A negative refractive index lens can amplify the evanescent waves which
encode the high spatial frequencies, theoretically leading to unlimited
resolution. Motivated by this, we developed a formalism to calculate the
electric field of oscillating currents in a two general constituents composite
medium. We performed an exact calculation of the local electric field of an
oscillating dipole in a setup of an epsilon_1,mu_1 slab in an
epsilon_2,mu_2 host medium. We calculated the general electromagnetic
eigenstates of a flat-slab structure and used them to expand the electric
field. To facilitate the calculation we developed a procedure to treat
current sources analytically, enabling to readily explore the effect of
varying the dipole location and orientation and analyze volume currents.
The calculations of the lowest order eigenvalues showed that the high k
components are enhanced for the TM field when epsilon_1=-epsilon_2 and for
the TE field when mu_1=-mu_2, where the enhancement of the evanescent waves
starts from lower k values as we approach a setup with both
epsilon_1=-epsilon_2 and mu_1=-mu_2. The formalism can be applied to
analyze phenomena such as nonlinear response and Purcell effect.

References

[1] Phys. Rev. A 93, 063844 (16 pages), 2016. Electromagnetic eigenstates and the field of an oscillating point electric dipole in flat-slab composite structure,A. Farhi and D. J. Bergman.

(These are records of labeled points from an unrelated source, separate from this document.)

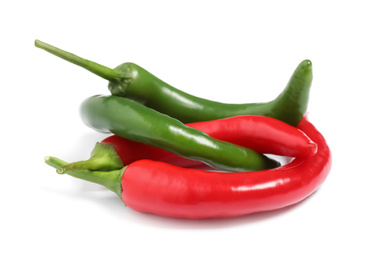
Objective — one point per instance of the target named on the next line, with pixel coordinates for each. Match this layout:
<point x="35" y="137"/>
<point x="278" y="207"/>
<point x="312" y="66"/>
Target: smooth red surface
<point x="168" y="190"/>
<point x="262" y="134"/>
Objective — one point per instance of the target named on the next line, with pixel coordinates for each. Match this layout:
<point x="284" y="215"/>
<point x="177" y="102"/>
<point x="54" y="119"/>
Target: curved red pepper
<point x="164" y="189"/>
<point x="259" y="133"/>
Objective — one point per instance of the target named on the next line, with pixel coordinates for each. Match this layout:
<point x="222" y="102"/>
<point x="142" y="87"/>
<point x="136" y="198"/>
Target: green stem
<point x="109" y="179"/>
<point x="100" y="70"/>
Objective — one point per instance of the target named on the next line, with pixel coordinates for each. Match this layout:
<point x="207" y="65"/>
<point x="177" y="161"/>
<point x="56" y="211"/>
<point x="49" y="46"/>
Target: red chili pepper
<point x="262" y="134"/>
<point x="168" y="190"/>
<point x="164" y="189"/>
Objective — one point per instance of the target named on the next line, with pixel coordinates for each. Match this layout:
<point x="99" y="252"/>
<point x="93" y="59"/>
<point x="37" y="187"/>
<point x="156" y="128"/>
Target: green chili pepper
<point x="131" y="81"/>
<point x="131" y="120"/>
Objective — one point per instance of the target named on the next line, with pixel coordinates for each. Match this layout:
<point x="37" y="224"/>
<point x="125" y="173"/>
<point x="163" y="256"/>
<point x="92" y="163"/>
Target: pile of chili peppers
<point x="177" y="155"/>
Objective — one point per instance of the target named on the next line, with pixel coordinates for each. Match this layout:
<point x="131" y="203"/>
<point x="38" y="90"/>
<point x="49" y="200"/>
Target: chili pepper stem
<point x="100" y="70"/>
<point x="109" y="179"/>
<point x="103" y="158"/>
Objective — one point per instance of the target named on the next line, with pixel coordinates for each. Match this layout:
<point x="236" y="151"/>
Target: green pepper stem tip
<point x="60" y="170"/>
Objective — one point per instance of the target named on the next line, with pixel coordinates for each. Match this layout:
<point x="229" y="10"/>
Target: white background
<point x="228" y="51"/>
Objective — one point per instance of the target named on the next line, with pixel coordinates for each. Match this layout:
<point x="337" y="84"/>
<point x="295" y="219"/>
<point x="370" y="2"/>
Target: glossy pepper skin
<point x="129" y="119"/>
<point x="262" y="134"/>
<point x="167" y="190"/>
<point x="131" y="81"/>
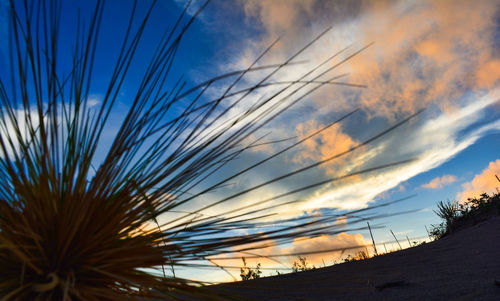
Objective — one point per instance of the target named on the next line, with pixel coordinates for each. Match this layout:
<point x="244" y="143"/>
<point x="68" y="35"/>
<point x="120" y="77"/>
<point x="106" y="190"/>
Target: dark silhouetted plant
<point x="361" y="255"/>
<point x="301" y="265"/>
<point x="455" y="214"/>
<point x="247" y="273"/>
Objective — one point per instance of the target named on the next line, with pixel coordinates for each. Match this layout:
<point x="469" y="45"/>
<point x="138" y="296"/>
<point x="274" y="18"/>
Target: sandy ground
<point x="462" y="266"/>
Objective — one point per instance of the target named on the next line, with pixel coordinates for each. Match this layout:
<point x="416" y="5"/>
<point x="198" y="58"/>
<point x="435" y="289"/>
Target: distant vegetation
<point x="247" y="273"/>
<point x="301" y="265"/>
<point x="472" y="211"/>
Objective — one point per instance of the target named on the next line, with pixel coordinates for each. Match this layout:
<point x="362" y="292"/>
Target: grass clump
<point x="301" y="265"/>
<point x="455" y="215"/>
<point x="248" y="273"/>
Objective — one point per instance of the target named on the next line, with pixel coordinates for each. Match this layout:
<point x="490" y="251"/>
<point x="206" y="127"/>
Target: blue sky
<point x="441" y="56"/>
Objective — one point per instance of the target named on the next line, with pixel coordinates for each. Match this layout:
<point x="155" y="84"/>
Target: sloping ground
<point x="462" y="266"/>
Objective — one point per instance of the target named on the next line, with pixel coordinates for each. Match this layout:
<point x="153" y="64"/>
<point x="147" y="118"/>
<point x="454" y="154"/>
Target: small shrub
<point x="361" y="255"/>
<point x="247" y="273"/>
<point x="301" y="265"/>
<point x="454" y="214"/>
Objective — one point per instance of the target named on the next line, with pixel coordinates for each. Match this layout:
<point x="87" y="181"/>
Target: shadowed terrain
<point x="461" y="266"/>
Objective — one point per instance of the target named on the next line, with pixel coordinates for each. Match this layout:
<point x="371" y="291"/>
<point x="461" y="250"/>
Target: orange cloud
<point x="326" y="242"/>
<point x="488" y="74"/>
<point x="425" y="53"/>
<point x="439" y="182"/>
<point x="328" y="143"/>
<point x="485" y="182"/>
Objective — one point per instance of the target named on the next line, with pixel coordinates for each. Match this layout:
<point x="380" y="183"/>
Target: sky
<point x="441" y="56"/>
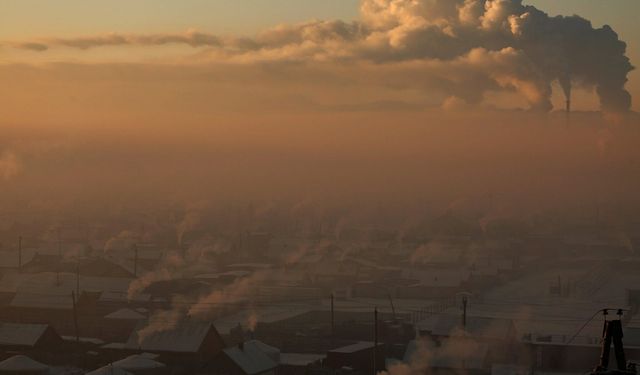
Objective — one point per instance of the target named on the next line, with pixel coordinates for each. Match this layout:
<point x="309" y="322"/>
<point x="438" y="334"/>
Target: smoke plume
<point x="485" y="45"/>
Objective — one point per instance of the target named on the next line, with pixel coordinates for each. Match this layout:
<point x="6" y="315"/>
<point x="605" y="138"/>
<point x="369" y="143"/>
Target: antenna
<point x="20" y="254"/>
<point x="375" y="341"/>
<point x="135" y="260"/>
<point x="75" y="315"/>
<point x="332" y="318"/>
<point x="464" y="312"/>
<point x="59" y="257"/>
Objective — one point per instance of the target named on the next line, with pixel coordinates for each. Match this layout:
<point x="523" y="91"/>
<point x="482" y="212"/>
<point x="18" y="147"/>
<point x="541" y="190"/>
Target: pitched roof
<point x="42" y="301"/>
<point x="22" y="363"/>
<point x="480" y="327"/>
<point x="125" y="314"/>
<point x="109" y="370"/>
<point x="363" y="345"/>
<point x="250" y="358"/>
<point x="18" y="334"/>
<point x="186" y="337"/>
<point x="300" y="359"/>
<point x="138" y="362"/>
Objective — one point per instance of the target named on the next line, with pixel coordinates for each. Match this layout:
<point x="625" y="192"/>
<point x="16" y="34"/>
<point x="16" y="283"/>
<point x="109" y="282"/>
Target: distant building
<point x="247" y="358"/>
<point x="359" y="356"/>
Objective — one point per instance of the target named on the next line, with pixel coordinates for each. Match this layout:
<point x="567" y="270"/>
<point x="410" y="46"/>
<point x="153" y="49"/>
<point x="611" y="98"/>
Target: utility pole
<point x="135" y="260"/>
<point x="75" y="315"/>
<point x="332" y="318"/>
<point x="78" y="278"/>
<point x="375" y="341"/>
<point x="20" y="254"/>
<point x="59" y="258"/>
<point x="464" y="312"/>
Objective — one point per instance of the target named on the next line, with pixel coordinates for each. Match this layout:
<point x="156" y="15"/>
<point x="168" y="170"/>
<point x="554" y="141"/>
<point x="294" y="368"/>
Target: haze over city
<point x="335" y="187"/>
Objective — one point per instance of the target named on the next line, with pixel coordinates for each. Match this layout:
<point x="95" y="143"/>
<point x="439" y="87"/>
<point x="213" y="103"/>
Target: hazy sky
<point x="25" y="20"/>
<point x="316" y="109"/>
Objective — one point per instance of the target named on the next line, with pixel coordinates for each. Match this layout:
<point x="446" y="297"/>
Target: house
<point x="141" y="364"/>
<point x="481" y="328"/>
<point x="20" y="337"/>
<point x="37" y="340"/>
<point x="498" y="334"/>
<point x="118" y="325"/>
<point x="452" y="356"/>
<point x="433" y="283"/>
<point x="298" y="363"/>
<point x="189" y="342"/>
<point x="53" y="309"/>
<point x="21" y="364"/>
<point x="247" y="358"/>
<point x="109" y="370"/>
<point x="357" y="356"/>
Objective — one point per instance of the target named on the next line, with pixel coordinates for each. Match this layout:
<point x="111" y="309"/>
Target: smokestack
<point x="20" y="254"/>
<point x="375" y="341"/>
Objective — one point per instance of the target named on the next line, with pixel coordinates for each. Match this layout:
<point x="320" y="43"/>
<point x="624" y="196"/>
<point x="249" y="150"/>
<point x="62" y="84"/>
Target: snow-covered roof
<point x="250" y="358"/>
<point x="437" y="277"/>
<point x="452" y="354"/>
<point x="138" y="362"/>
<point x="64" y="283"/>
<point x="488" y="328"/>
<point x="300" y="359"/>
<point x="271" y="351"/>
<point x="186" y="337"/>
<point x="109" y="370"/>
<point x="10" y="259"/>
<point x="353" y="348"/>
<point x="42" y="301"/>
<point x="22" y="363"/>
<point x="125" y="314"/>
<point x="19" y="334"/>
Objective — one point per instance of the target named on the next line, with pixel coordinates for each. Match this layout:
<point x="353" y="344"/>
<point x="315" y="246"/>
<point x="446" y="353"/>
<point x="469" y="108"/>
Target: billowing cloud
<point x="480" y="45"/>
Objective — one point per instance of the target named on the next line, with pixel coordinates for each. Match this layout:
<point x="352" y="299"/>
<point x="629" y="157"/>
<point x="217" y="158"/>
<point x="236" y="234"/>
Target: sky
<point x="252" y="99"/>
<point x="75" y="18"/>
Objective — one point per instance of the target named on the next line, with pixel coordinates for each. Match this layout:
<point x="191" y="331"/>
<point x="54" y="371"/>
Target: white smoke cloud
<point x="533" y="49"/>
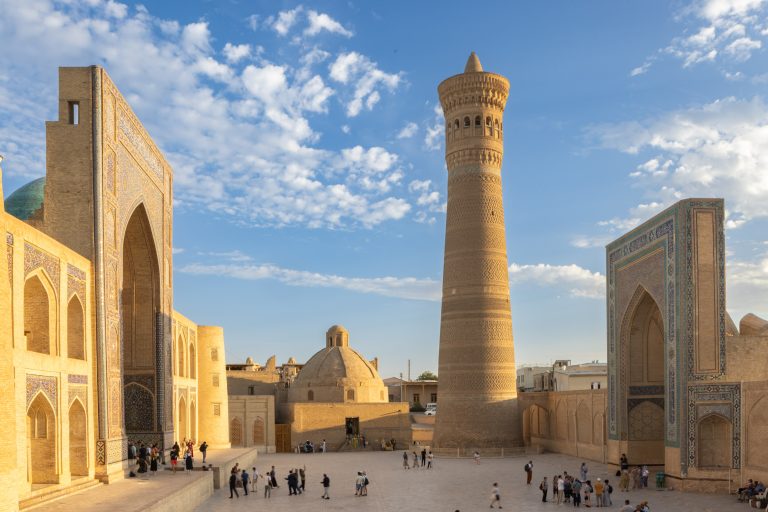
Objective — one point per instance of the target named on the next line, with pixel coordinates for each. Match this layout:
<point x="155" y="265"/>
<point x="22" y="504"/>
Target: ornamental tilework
<point x="720" y="396"/>
<point x="43" y="383"/>
<point x="35" y="258"/>
<point x="77" y="379"/>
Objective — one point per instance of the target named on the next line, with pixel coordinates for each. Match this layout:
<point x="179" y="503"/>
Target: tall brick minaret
<point x="477" y="396"/>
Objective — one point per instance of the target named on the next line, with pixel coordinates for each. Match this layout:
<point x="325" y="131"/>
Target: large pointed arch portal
<point x="141" y="342"/>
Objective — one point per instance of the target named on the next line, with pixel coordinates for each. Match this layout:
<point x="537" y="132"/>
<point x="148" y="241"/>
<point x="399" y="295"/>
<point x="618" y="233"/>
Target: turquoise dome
<point x="26" y="200"/>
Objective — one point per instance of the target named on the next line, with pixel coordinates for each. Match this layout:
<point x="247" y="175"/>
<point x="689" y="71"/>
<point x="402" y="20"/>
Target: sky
<point x="307" y="146"/>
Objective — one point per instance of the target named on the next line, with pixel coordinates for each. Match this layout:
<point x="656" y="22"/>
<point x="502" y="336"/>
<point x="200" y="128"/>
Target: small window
<point x="74" y="112"/>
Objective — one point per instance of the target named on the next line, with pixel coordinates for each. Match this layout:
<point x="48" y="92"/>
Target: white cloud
<point x="726" y="30"/>
<point x="354" y="69"/>
<point x="236" y="52"/>
<point x="319" y="22"/>
<point x="238" y="137"/>
<point x="284" y="20"/>
<point x="579" y="281"/>
<point x="716" y="150"/>
<point x="408" y="131"/>
<point x="397" y="287"/>
<point x="436" y="131"/>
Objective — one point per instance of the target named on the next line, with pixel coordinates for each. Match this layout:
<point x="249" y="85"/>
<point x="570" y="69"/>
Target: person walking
<point x="529" y="472"/>
<point x="599" y="491"/>
<point x="326" y="484"/>
<point x="267" y="486"/>
<point x="245" y="477"/>
<point x="495" y="495"/>
<point x="233" y="486"/>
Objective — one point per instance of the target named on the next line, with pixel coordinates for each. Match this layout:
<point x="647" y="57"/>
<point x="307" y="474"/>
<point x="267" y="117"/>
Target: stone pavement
<point x="454" y="484"/>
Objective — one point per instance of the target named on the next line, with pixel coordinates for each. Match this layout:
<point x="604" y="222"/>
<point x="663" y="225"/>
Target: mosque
<point x="95" y="354"/>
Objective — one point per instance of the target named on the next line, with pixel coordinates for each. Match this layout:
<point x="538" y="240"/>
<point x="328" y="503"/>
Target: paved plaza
<point x="454" y="484"/>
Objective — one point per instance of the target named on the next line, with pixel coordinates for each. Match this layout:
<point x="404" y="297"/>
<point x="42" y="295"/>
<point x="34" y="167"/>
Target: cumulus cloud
<point x="717" y="30"/>
<point x="715" y="150"/>
<point x="579" y="281"/>
<point x="236" y="52"/>
<point x="319" y="22"/>
<point x="397" y="287"/>
<point x="238" y="134"/>
<point x="365" y="76"/>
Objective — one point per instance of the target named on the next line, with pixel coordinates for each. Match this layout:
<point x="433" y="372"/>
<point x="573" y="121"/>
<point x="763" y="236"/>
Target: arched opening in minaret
<point x="140" y="301"/>
<point x="644" y="371"/>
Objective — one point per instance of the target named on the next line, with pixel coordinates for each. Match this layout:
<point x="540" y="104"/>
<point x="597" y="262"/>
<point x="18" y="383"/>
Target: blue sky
<point x="307" y="146"/>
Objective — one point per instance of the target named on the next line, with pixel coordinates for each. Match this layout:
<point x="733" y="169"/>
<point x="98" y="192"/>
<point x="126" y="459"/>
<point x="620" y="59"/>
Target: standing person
<point x="599" y="491"/>
<point x="529" y="472"/>
<point x="245" y="477"/>
<point x="326" y="484"/>
<point x="233" y="485"/>
<point x="495" y="495"/>
<point x="267" y="485"/>
<point x="576" y="493"/>
<point x="607" y="495"/>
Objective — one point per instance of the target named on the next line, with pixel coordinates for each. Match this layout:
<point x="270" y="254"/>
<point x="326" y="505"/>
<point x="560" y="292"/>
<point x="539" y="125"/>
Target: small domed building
<point x="338" y="374"/>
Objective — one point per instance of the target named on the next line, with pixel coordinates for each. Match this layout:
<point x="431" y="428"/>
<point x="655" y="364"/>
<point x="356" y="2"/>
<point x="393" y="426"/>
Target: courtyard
<point x="453" y="484"/>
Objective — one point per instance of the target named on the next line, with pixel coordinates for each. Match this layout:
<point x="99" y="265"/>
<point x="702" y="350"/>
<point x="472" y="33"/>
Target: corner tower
<point x="478" y="398"/>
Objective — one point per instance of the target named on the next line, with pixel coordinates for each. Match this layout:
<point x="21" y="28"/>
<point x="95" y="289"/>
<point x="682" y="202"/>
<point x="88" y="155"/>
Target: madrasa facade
<point x="95" y="354"/>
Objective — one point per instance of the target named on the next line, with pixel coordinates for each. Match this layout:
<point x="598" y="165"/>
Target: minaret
<point x="477" y="396"/>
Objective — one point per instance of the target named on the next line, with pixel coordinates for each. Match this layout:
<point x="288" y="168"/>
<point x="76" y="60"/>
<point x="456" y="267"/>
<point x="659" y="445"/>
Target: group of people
<point x="425" y="461"/>
<point x="297" y="482"/>
<point x="634" y="478"/>
<point x="580" y="489"/>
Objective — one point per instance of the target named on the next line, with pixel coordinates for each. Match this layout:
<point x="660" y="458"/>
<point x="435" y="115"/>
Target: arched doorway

[2]  SPIE Optics+Photonics, San Diego, [9547-63], 2015. Non-quasi-static eigenstates of Maxwell’s equations in a two-constituent composite medium and their application to a calculation of the local electric field of an oscillating dipole,A. Farhi and D. J. Bergman,

[3] SPIE Optics+Photonics, San Diego, [9921-13] (12 pages), 2016.General eigenstates of Maxwell's equations in a two-constituent composite medium and their application to a calculation of the local electric field in a flat-slab microstructure,A. Farhi and D. J. Bergman.